Uitloop tijdens extra dienst of tijdens meeruren:
In geval van Uitloop Dienst tijdens een Extra dienst van een voltijder is de toeslag 75% over de uitloop in plaats van 50%.
Deze toeslag van 75% geldt ook voor parttimers als er na publicatie van het rooster sprake is van Uitloop Dienst na het werken van meeruren. De meeruren van de dienst zelf vallen onder de regeling Meeruren hierboven.
Naast deze toeslag is er voor zowel voltijders als deeltijders voor de uitloopuren dan geen aanspraak op ORT of de meerurenopslag.
Aanwezigheidsdiensten
Een aanwezigheidsdienst is een aaneengesloten periode van maximaal 24 uur, waarin de werknemer in de bedrijfsruimte aanwezig moet zijn om op eerste oproep van de werkgever ambulancezorg te verlenen. Uren tussen 23.00 en 08.00 uur zijn rust-/slaapuren.
Aanwezigheidsdiensten zijn dus alleen toegestaan in het primaire proces voor de rijdende dienst, en eventueel de meldkamer.
Voor de ATW gelden alle uren van de aanwezigheidsdienst als arbeidsuren.
Bij geen oproepen tijdens een aanwezigheidsdienst geldt voor de betaling dat alle uren tussen 23.00 en 08.00 uur tegen 0,3 bruto uurloon worden betaald. Alle overige uren worden tegen volledig uurloon betaald.
Voor de roosterplanning voor de eerstvolgende maand tellen vooraf de bovenstaande betaalde uren van de aanwezigheidsdienst als arbeidsuren, dus ook voor het bepalen van het saldo plus- of minuren.
Over alle uren van de aanwezigheidsdienst wordt op die uren de van toepassing zijnde ORT betaald, ook al werkt de werknemer niet op die uren.
Als de werknemer na een oproep werkzaamheden gaat verrichten dan geldt ten aanzien van het loon:
1. Tussen 23.00 en 08.00 uur een aanvulling op het uurloon tot 100% (= 100% min de reeds betaalde 30% = nog aanvulling van 70%).
2. Over de andere uren geen aanvulling, want hierover wordt al het volledige uurloon betaald.
Bij een oproep tussen 23.00 en 08.00 uur geldt over de afgeronde uren arbeid naast het uurloon hierboven tevens een toeslag van 75%, ook voor deeltijders.
In dat geval heeft de werknemer over die afgeronde arbeidsuren geen aanspraak op ORT of de meerurenopslag.
Ingeval van een overeengekomen/opgedragen aanwezigheidsdienst ná het vastgestelde (= gepubliceerde) maandrooster (= overwerk) ontvangt de werknemer over alle uren de toeslag van 75%. Ook dan ontvangt de werknemer over die uren geen ORT of meerurenopslag.

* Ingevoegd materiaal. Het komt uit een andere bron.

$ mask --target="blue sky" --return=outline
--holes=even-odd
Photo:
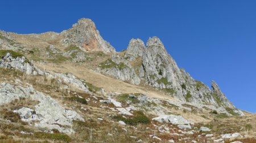
[[[60,32],[88,18],[118,50],[156,36],[180,67],[256,112],[255,1],[1,1],[0,29]]]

In een aanwezigheidsdienst van maximaal 12 uur mag afgerond maximaal 5 uur werkzaamheden worden verricht.
In een aanwezigheidsdienst vanaf 12 uur mag afgerond maximaal 13 uur werkzaamheden worden verricht.
De bepalingen over aanwezigheidsdiensten worden in de cao op een aparte plek geplaatst, waardoor duidelijker wordt dat het gebruik van aanwezigheidsdiensten om een uitzondering moet gaan en deze niet onnodig moeten worden toegepast. Cao-partijen vragen aandacht voor het voorkomen van overbelasting van medewerkers bij toepassing van aanwezigheidsdiensten.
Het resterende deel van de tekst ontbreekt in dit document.